Economic pressures are forcing employers to consider older applicants more seriously.
Skilled and experienced jobseekers aged over 50 and over 65 seeking new working opportunities are in the best position for years, according to the recruitment website SkilledPeople.com which specialises in helping employers find quality candidates aged over 50.
Over the last five years the UK employment rate has steadily increased and now stands at 31.8 million, up by 560,000 in just 12 months. This means that more people than ever before are working in the UK. At the same time, levels of unemployment have fallen and now stand at 1.6million according to the latest statistics.
Whilst 1.6 million may still seem to be a lot of people looking for work if you’re a job hunter, in reality it’s comparatively small once one takes into account that there will always be a churn as people leave one job and get another, along with a proportion of people who have negligible experience and are not attractive employee propositions for employers.
It’s also notable that the number of over 65s now working passed the 1million mark a couple of years ago and has now reached an incredible 1.2million. Similarly the number of over 65s registered as unemployed has fallen from a tiny 24,000 to 16,000 in the latest stats.
An inevitable conclusion from the numbers is that jobseekers aged over 50 stand a better chance of finding a new position compared with five years ago.

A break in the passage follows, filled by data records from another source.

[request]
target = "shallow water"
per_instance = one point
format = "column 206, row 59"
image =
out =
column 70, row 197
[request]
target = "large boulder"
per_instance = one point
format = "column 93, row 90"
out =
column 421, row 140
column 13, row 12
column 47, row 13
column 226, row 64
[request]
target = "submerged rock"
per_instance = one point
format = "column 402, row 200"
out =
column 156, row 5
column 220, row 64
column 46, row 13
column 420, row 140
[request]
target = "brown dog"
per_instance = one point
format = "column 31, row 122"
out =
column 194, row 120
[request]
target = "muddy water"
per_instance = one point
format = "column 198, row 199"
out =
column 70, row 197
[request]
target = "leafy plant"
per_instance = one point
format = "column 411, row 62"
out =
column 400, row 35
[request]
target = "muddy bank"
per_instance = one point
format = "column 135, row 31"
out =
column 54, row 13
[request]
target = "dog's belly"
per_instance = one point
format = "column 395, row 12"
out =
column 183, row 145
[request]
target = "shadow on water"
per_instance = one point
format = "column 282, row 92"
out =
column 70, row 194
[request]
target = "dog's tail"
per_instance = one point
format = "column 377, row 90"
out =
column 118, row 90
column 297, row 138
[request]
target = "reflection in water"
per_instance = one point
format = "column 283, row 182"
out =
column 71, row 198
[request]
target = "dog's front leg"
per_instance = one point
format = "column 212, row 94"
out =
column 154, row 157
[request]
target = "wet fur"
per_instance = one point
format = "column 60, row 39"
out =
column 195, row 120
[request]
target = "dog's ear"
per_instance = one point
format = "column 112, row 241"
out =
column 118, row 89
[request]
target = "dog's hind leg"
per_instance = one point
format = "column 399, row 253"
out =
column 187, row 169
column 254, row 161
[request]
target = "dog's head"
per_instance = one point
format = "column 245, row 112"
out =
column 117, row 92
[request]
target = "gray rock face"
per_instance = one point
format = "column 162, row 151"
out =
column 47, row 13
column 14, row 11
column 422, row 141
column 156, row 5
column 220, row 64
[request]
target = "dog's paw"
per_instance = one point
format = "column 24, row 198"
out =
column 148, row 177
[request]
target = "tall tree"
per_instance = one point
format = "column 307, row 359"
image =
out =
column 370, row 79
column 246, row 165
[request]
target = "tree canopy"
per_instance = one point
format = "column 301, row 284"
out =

‘Under the counter’ age discrimination may still be widespread but companies looking to hire quality people cannot now afford to quietly ignore the CVs of older applicants unless they seriously want to disadvantage their businesses by recruiting poorer quality people. And what employer wants that?
Allied to the rise in overall employment has been a marked increase in job vacancies. Back in 2010 vacancies were running at around 475,000. Now they are about 750,000. So, the need for people has risen by 50% whilst the pool of skilled experienced people has expanded by a much smaller figure. Hence, the over 50s have become more employable.
Further evidence comes from SkilledPeople itself which has seen a marked rise in job posts by companies who five years ago wouldn’t have given the idea of recruiting an older person a second thought. These companies are now casting their nets much wider trying to fill vacancies with people who require minimal training, are reliable, know the UK market well and have realistic salary expectations. It all adds up to a win : win for employers and job hunters aged over 50.
A final bit of proof comes from a report on Charity Shop profitability which found that it’s fallen. One reason for the decline is the shortage of older people who are available to do voluntary work because they can now find conventional paid employment. What’s tough for charities has been beneficial for older working people.